SECRETS are important things in communities where change, apart from the slow roll of the seasons, arrives only reluctantly, if at all. In New Zealand’s little towns and rural hamlets, back in the days of station-masters and telephone party-lines, the urge to elaborate an alternative identity, whose details were not the common knowledge of all and sundry, was very strong.
There had to be something more to you than the man the neighbours saw mowing his front lawn every Saturday morning; or, seated on a tartan rug in the brisk winter air every Saturday afternoon, sipping sweet tea from a thermos flask and watching the local footy team cover itself with mud, if not glory, on the poplar-lined playing fields down by the river. Most of all, you needed to be something more than just the polite little fellow serving behind the counter of the general store, the butcher shop, the drapers.
In the frenetic environment of our modern world, it is difficult to conceive just how constrained the lives of our grandparents and great-grandparents really were. Travelling more than about twenty-five miles from one’s front door was a major undertaking in an age where private motor vehicles were rare and folk still got about on horseback or by bicycle.
People travelled slowly in those days: slow enough to both see everything that was going on, and to be seen by everybody doing it. Imagine, then, how exciting the thought of doing something that could not be seen; saying something that could not be heard; must have been to the upright and prosperous men of town and village. The prospect of leaving behind, if only for a few hours, the hum-drum world of wives and children, customers and clients, employees and tenants – and becoming something entirely different – must have had an enormous appeal.
I say "must" because the evidence of this need for a secret, more potent, more intense existence may be found in just about every settlement of any size in New Zealand. In some places they were built right there on the main street; in others at one remove from the daily commerce of the town, but everywhere they presented to the outside world a blank and uncompromising façade of secrecy.
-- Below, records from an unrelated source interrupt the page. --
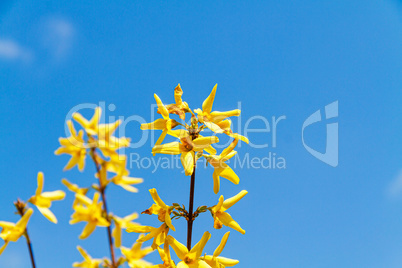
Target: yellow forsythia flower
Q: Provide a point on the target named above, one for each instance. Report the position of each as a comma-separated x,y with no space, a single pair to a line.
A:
91,126
74,146
135,254
13,231
122,223
165,256
221,169
165,124
212,119
88,262
158,234
186,147
161,209
221,217
190,259
215,261
90,211
44,200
New Zealand’s Masonic Lodges were places where only the initiate gained admittance: secret temples, where dark oaths were spoken and ancient rituals enacted; places where the local grocer, butcher and draper was transformed into something new, and luminous, and powerful.
Transplanted from the bleak landscape of Scotland and Northern Ireland, to the equally desolate wilds of the West Coast and Southland (see illustrations) New Zealand Freemasonry retained a great many of its original prejudices and much of its historical purpose.
Vigorously anti-clerical, and theologically sceptical – as befitted its origins in the secret societies of the Enlightenment – Freemasonry placed less faith in an all-knowing God, than it did in the esoteric knowledge of its supposedly ancient brotherhood. Like the perennial Gnostic heresy, Freemasonry believes the mind of Man, properly prepared, is more than equal to the task of comprehending the mind and purpose of its maker.
This was a heady brew to pour into the brains of the good burghers of Hokitika and Clinton, but clearly of sufficient potency to persuade them to finance the sturdy little structures in which their brotherhood could meet without fear of prying eyes and flapping ears. For what, in the end, is more conducive to solidarity and mutual assistance than a shared secret, or secrets? Especially when the secrets shared are said to be drawn from the hidden wisdom of the ancients and sufficient to lift you high above the level of the common herd?
In many ways Freemasonry made New Zealand’s little towns. These numerous bands of Masonic brothers, who solemnly greeted each other every week down at the local lodge, could hardly avoid becoming an economic, social and political oligarchy, effortlessly presiding over their community’s commercial expansion and setting the tone of its cultural life. Deeds and projects which Adam Smith’s invisible hand might never have touched were very often the manifestations of the local Masonic brotherhood’s enlightened spirits.
They could also, sadly, be the moving force behind the very worst kind of reactionary social behaviour. It doesn’t take much for a small and secret group to move from light to darkness. Believing themselves to be the sole repository of local wisdom, and the only protectors of local prosperity, the Masonic brothers of how many small towns lent their power to causes that were as disreputable as they were self-serving? How fared the local unionist, clergyman, doctor or teacher of radical, or even liberal, views when the bigoted brothers of the local lodge turned their faces against them?
And how was justice served when the local magistrate, the local prosecutor, and the local policeman all greeted each other with the secret handshake? How many innocent people have been imprisoned, how many wife beaters and child abusers have gone free, thanks to the secret solidarity of the local Masonic brotherhood?
So, the next time you’re driving through one of our provincial towns, or rural villages, and you see a building of singular aspect, standing at a distance from the workaday world, pause, take a closer look, and ponder what role the men who gathered inside its walls may have played in the history of the place where you are standing. Imagine what arcane thoughts went through the minds of seemingly ordinary men as they plied their daily trades. Consider what deeds – dark or luminous – may have been set in motion behind the set-square and dividers that crown the secret door.